完全リサイクル容器に生まれ変わって10日から発売した「一(はじめ)緑茶 一日一本」(500㎖、118円)のボトルは、セブン‐イレブンやイトーヨーカドーなどグループ店舗の店頭に設置したPETボトル回収機で集められた容器から再生したPET樹脂が原料。“ボトルtoボトル”のリサイクルを具現化した。

セブン&アイHDでは、プラスチックごみ問題への対策を推進。店頭で配布するスプーンやフォーク、ストローなどをバイオマス原料由来のものに変えるといった取り組みを行ってきた。

店頭の回収機は空容器しか回収できない仕組み。nanacoポイントもたまる
店頭の回収機は空容器しか回収できない仕組み。nanacoポイントもたまる

また自治体との協働も推進。PETボトル回収で連携する東大和市(東京都)との間では、回収資源の収集・運搬を自治体が担う仕組みを構築。プラ問題対策が喫緊の課題となる飲料業界にとっても先進的な事例を示すことで、循環型社会実現への動きをリードしている。

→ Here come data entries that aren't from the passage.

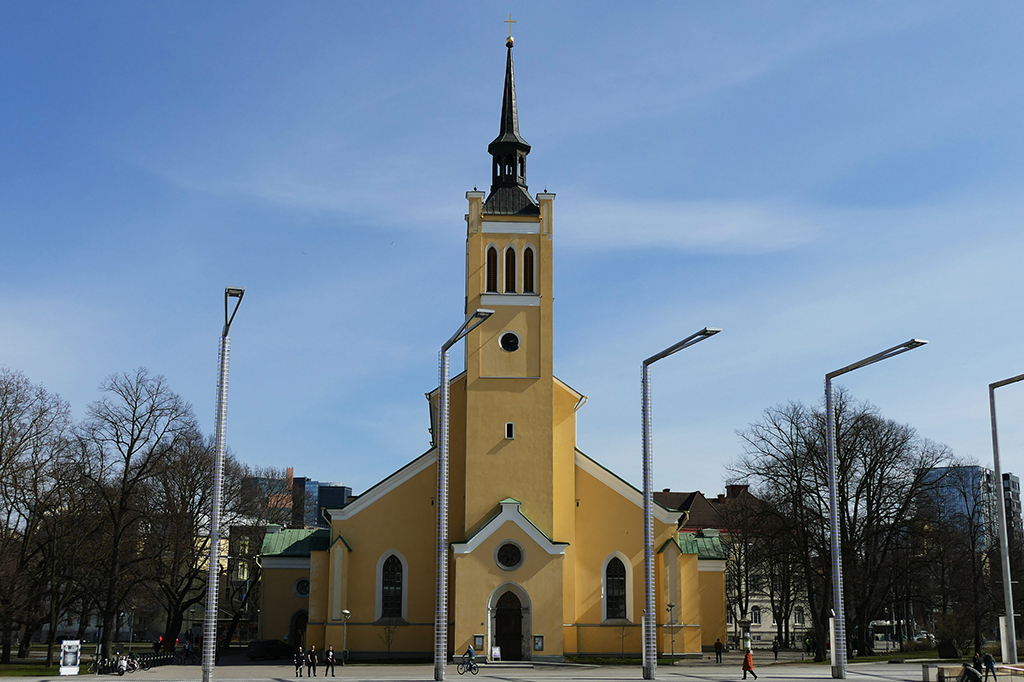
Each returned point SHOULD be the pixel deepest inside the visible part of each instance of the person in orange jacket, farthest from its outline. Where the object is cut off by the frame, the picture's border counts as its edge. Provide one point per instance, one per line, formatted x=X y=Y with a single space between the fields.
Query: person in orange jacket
x=749 y=665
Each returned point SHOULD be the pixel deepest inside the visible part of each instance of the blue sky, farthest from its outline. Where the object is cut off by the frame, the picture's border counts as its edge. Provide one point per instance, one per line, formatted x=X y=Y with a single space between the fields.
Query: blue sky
x=821 y=180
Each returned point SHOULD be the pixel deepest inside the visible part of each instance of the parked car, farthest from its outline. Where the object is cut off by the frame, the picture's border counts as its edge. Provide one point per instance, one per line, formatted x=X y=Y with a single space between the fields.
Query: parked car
x=268 y=649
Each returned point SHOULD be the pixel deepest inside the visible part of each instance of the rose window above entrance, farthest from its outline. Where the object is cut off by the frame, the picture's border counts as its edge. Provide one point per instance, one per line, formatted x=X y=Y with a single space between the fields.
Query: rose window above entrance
x=509 y=556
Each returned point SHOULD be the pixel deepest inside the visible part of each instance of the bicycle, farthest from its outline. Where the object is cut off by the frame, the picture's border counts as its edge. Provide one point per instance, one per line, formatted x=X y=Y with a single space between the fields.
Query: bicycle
x=467 y=664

セブン&アイHDの井阪隆一社長は5日の発表会で「こうした取り組みとコカ・コーラの姿勢が相まって、一緒にできることはないかと考えてきた」として、互いにグローバルなブランドを持つ両社として世界規模で環境負荷低減を目指すことの意義を強調した。

「いろいろな企業にもインスピレーションを与えることで、パートナーシップを模索する機会になってくれれば」(ガルドゥニョ氏)、「お客様にリサイクルのプロセスを一緒に体験していただくことで、“見える化”したい。そのためにこのような形にした」(井阪氏)。今回の取り組みによって多くの企業や顧客の意識に訴え、さらに大きな動きにつなげたい考えだ。